New computer forensic tools will make it possible to recover more data from corrupted hard drives so long as the missing files haven't been overwritten.
Tools designed to harvest images from disks even after they have been deleted from the file system can be adapted to seek other file formats including Word documents, says Nasir Memon, a professor at the Polytechnic Institute of New York University.
In research that he hasn't yet published, Memon says will show that techniques used to cull images can be adapted to find text files, a capability that would be attractive to businesses trying to salvage data that may be fragmented and dispersed across a corrupted drive.
The text tool will examine fragmented chunks of files that may be distributed across a disk and analyze their content to see which ones likely go together. "It looks at global differences, for example, Twain vs. Shakespeare. Syntax helps eliminate false positives," Memon says.
The tool is based on a recovery method known as SmartCarving that was discovered at NYU and is commercially sold by vendor DigitalAssembly, which was founded by former students of Memon.
SmartCarving can reclaim 10% to 15% of digital images that conventional forensic tools miss when trying to find files that have been deleted from the file registry, he says.
Traditional file recovery seeks a known header and footer for a file and gathers all the related data blocks in between. If the data blocks making up the file are fragmented, traditional tools crash when they hit a fragment of a different format that might be sandwiched between pieces of the file being sought, Memon says.
SmartCarving images involves drawing together data blocks from a single image that are arranged consecutively on a drive and linking them to other groups of data blocks based on whether they seem to blend using criteria such as pixel density and dimensions of the image.

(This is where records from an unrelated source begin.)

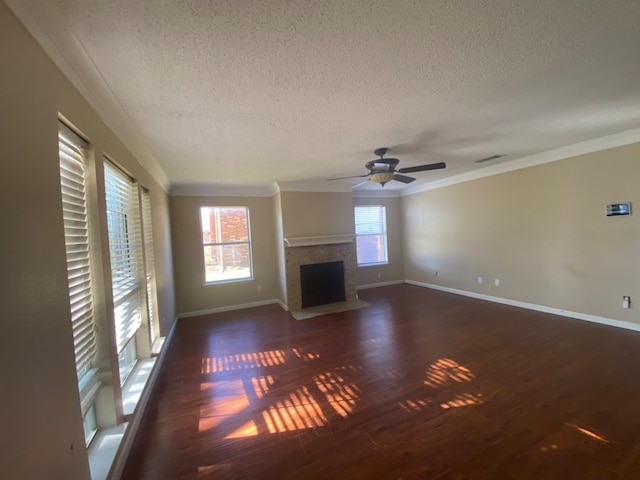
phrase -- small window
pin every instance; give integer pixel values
(371, 235)
(226, 243)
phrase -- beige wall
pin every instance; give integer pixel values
(308, 214)
(191, 293)
(39, 404)
(542, 231)
(280, 253)
(393, 271)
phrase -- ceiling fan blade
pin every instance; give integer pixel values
(352, 176)
(361, 183)
(403, 178)
(423, 168)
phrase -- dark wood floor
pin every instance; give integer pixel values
(422, 384)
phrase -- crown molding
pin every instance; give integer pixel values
(222, 190)
(621, 139)
(66, 51)
(313, 186)
(378, 193)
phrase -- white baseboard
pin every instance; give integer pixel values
(532, 306)
(132, 429)
(229, 308)
(381, 284)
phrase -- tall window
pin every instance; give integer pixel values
(371, 235)
(72, 152)
(226, 243)
(123, 222)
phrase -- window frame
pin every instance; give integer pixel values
(383, 233)
(248, 242)
(129, 297)
(77, 222)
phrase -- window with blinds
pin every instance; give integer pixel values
(72, 152)
(371, 235)
(149, 264)
(124, 249)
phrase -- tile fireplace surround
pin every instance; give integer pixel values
(321, 249)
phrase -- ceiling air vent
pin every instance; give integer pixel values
(492, 157)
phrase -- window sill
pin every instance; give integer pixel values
(103, 450)
(134, 385)
(226, 282)
(365, 265)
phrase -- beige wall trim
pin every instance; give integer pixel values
(590, 146)
(379, 284)
(377, 192)
(229, 308)
(220, 190)
(132, 429)
(314, 186)
(532, 306)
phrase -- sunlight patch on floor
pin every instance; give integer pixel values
(298, 412)
(340, 394)
(242, 361)
(444, 371)
(462, 400)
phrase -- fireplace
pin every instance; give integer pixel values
(322, 283)
(313, 251)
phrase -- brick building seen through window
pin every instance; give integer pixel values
(226, 243)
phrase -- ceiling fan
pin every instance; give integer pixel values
(383, 170)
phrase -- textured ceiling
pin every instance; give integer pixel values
(255, 92)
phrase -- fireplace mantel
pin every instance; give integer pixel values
(318, 240)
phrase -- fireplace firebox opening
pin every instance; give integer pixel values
(322, 283)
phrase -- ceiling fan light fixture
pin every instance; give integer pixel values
(382, 177)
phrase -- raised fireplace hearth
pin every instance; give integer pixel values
(314, 251)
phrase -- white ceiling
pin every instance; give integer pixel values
(248, 93)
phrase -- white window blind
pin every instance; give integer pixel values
(371, 235)
(74, 209)
(124, 244)
(149, 261)
(226, 243)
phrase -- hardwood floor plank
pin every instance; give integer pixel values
(421, 384)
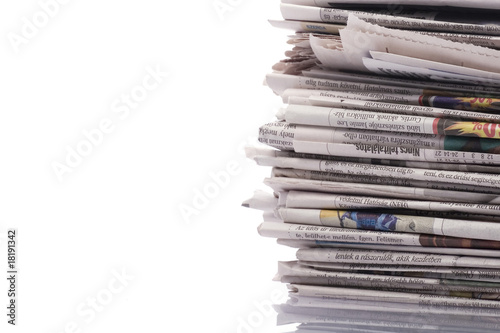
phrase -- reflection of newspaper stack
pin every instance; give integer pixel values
(385, 163)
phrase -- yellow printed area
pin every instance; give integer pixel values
(482, 130)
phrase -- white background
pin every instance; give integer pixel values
(118, 210)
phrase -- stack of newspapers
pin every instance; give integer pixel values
(386, 165)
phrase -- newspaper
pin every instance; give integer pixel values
(417, 105)
(296, 272)
(316, 200)
(309, 190)
(367, 179)
(253, 151)
(383, 307)
(485, 4)
(435, 250)
(476, 180)
(282, 135)
(280, 82)
(379, 151)
(330, 234)
(388, 296)
(391, 122)
(307, 26)
(448, 273)
(354, 256)
(322, 72)
(423, 21)
(288, 314)
(389, 68)
(372, 220)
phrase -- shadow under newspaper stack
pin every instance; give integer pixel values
(385, 166)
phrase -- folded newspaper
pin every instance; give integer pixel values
(384, 166)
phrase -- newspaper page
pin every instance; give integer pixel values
(364, 169)
(391, 307)
(369, 257)
(280, 82)
(393, 69)
(373, 220)
(294, 271)
(425, 106)
(448, 273)
(288, 314)
(317, 200)
(366, 179)
(423, 21)
(391, 122)
(298, 244)
(330, 234)
(253, 151)
(379, 151)
(409, 43)
(281, 135)
(485, 4)
(321, 190)
(465, 89)
(400, 297)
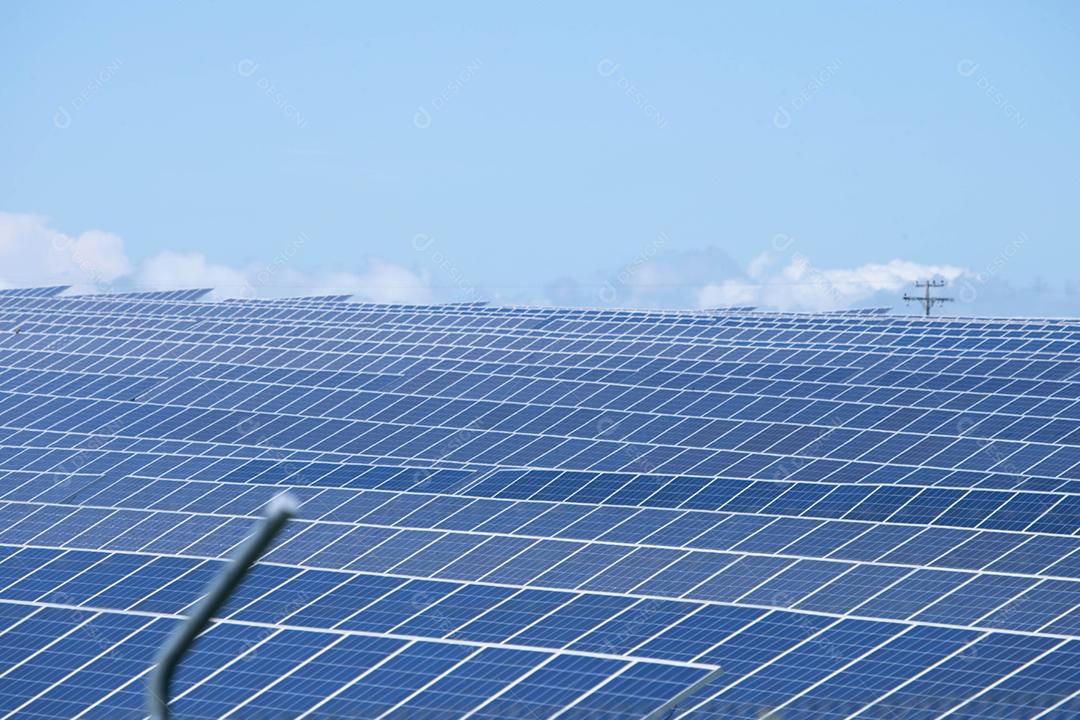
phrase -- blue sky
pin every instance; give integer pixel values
(793, 154)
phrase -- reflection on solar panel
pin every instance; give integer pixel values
(539, 513)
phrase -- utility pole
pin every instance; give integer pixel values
(926, 299)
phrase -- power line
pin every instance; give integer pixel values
(926, 299)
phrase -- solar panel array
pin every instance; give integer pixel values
(539, 513)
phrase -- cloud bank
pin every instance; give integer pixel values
(34, 253)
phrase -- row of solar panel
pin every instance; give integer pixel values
(913, 545)
(813, 654)
(773, 472)
(1041, 337)
(909, 503)
(288, 673)
(245, 331)
(986, 510)
(903, 588)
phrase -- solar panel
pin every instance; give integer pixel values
(539, 512)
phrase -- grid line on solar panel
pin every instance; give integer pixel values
(874, 578)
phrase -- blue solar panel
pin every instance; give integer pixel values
(539, 512)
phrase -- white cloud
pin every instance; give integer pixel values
(174, 271)
(31, 253)
(800, 286)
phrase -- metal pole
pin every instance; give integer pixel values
(279, 512)
(667, 709)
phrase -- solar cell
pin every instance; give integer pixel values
(539, 512)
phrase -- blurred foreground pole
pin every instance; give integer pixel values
(279, 512)
(667, 709)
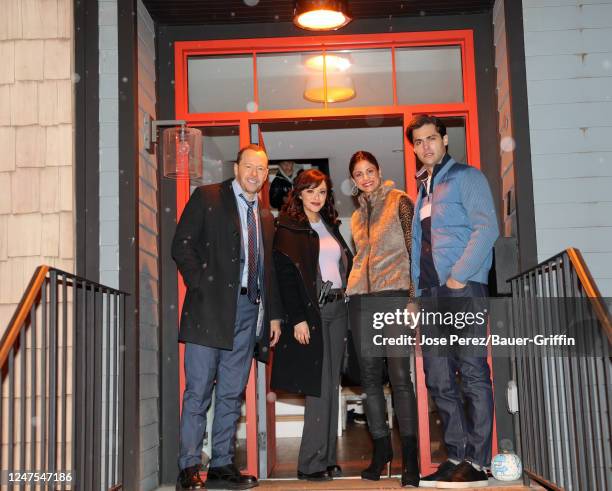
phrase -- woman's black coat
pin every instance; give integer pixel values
(296, 367)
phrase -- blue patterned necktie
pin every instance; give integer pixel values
(252, 252)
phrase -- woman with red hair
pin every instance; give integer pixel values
(312, 263)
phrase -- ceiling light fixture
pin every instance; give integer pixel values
(321, 15)
(332, 63)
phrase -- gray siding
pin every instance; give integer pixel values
(149, 263)
(109, 143)
(569, 76)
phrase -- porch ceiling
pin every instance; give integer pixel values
(184, 12)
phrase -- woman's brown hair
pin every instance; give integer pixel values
(310, 179)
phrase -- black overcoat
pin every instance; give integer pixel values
(206, 249)
(297, 367)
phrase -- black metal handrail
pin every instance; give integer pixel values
(61, 361)
(564, 401)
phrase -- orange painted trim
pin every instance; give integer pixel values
(22, 312)
(332, 42)
(233, 118)
(251, 422)
(470, 95)
(409, 161)
(182, 196)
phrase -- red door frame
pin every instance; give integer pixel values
(467, 109)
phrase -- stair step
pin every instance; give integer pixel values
(359, 484)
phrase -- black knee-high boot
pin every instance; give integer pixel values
(410, 462)
(382, 454)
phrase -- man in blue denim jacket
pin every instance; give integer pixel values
(453, 232)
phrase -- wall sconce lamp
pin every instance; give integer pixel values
(181, 147)
(321, 15)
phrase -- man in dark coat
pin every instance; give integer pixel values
(223, 250)
(282, 184)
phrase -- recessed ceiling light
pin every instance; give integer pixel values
(321, 15)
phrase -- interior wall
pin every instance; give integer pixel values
(36, 138)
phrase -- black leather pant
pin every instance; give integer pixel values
(372, 367)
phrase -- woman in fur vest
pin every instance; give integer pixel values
(312, 263)
(380, 282)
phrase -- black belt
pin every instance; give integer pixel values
(335, 295)
(244, 291)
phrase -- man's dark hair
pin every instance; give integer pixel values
(252, 146)
(419, 121)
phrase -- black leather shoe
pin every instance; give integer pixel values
(465, 476)
(229, 477)
(189, 478)
(443, 473)
(314, 476)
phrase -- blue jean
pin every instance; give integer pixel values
(468, 429)
(230, 369)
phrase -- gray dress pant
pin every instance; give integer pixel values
(318, 447)
(230, 369)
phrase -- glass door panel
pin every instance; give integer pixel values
(220, 83)
(429, 75)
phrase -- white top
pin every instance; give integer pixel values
(329, 255)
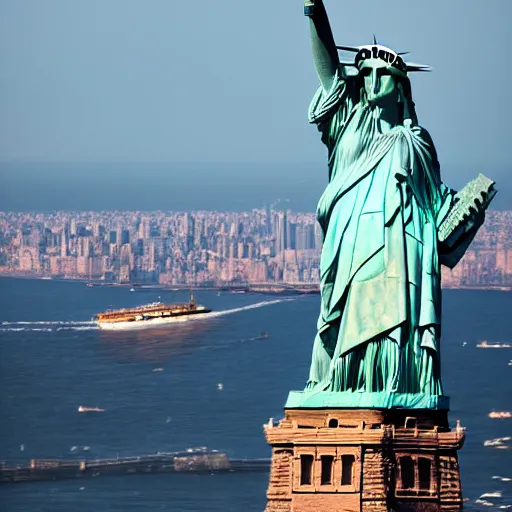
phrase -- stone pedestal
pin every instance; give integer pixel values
(329, 460)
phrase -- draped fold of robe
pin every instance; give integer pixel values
(379, 323)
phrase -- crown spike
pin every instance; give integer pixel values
(413, 66)
(354, 49)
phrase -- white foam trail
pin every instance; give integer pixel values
(61, 325)
(52, 322)
(55, 328)
(246, 308)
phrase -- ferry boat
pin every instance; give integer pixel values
(150, 315)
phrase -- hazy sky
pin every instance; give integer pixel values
(211, 83)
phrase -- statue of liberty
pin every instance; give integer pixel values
(381, 215)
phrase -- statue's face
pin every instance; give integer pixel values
(379, 81)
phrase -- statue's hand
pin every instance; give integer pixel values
(309, 7)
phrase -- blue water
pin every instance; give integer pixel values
(48, 369)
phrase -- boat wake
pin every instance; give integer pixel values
(48, 326)
(216, 314)
(68, 325)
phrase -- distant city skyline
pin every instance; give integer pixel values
(260, 247)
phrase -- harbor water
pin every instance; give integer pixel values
(211, 382)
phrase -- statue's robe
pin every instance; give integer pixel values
(379, 323)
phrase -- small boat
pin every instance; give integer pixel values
(153, 314)
(485, 344)
(500, 414)
(82, 408)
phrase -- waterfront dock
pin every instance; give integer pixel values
(175, 462)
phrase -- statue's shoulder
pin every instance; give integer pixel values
(423, 134)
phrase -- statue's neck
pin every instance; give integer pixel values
(386, 117)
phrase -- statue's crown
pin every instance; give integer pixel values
(378, 51)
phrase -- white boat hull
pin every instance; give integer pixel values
(153, 322)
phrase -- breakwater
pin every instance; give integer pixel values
(175, 462)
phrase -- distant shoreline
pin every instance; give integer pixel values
(269, 288)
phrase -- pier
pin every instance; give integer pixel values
(193, 461)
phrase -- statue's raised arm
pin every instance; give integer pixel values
(325, 54)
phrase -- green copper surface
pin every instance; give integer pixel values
(378, 332)
(377, 400)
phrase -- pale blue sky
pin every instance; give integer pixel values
(228, 82)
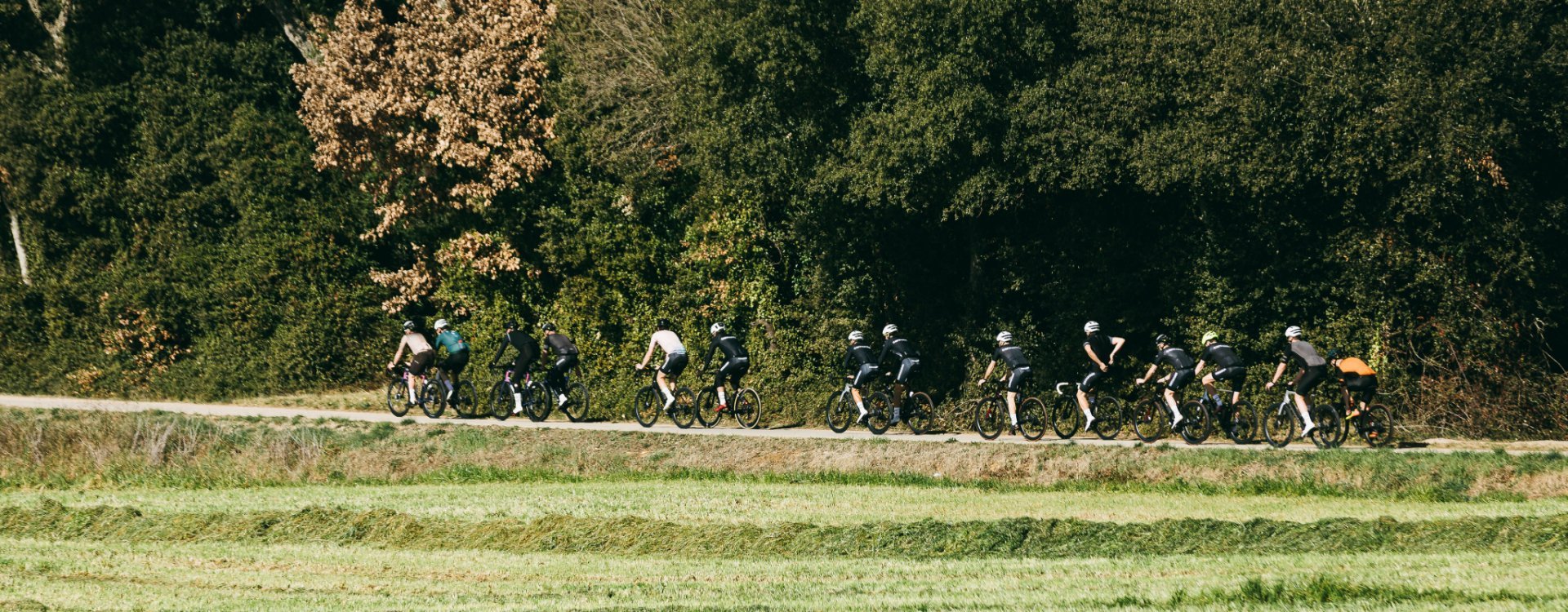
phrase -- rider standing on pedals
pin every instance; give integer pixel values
(1181, 373)
(675, 359)
(1018, 366)
(908, 357)
(736, 362)
(1313, 373)
(565, 361)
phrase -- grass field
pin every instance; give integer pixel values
(134, 512)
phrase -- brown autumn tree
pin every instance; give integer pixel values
(433, 113)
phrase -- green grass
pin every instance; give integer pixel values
(753, 501)
(240, 576)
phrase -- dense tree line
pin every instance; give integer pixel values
(1390, 175)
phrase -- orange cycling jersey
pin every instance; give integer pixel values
(1356, 366)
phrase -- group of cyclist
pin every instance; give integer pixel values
(862, 363)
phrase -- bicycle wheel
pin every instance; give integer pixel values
(840, 412)
(746, 407)
(576, 407)
(920, 414)
(1109, 417)
(397, 398)
(1280, 424)
(433, 398)
(707, 409)
(645, 407)
(501, 400)
(1196, 421)
(1032, 419)
(1375, 426)
(684, 410)
(990, 419)
(1150, 420)
(879, 414)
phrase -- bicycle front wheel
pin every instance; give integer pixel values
(1032, 419)
(746, 407)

In this way, it becomes possible to recover partial images when pieces are missing and to recover images when headers are missing, Memon says. "You look at what can be decoded and pick the best," he says.
The actual sorting is done by algorithms that graph data segments to see which are most like another based on preset criteria. The closer fragments fall on the graph, the better the fit they are considered to have.
Using the technique on photos can reassemble photos even if some of the image data is missing, resulting in a picture that has a band missing from it. The method can create approximate headers for image files as well, which results in gathering and reassembling enough pieces to recreate a version of the image that might not be as sharp as the original, Memon says.
New research adapts this technique to other file formats such as .doc files. It looks at the content in file fragments and classifies it based on syntactical similarities. This is akin to sorting a box of jigsaw puzzle pieces that contains the pieces for many puzzles so that all the pieces from each puzzle are put in separate boxes, Memon says. Each puzzle can then be assembled based on the shapes of the pieces and the image fragment printed on them.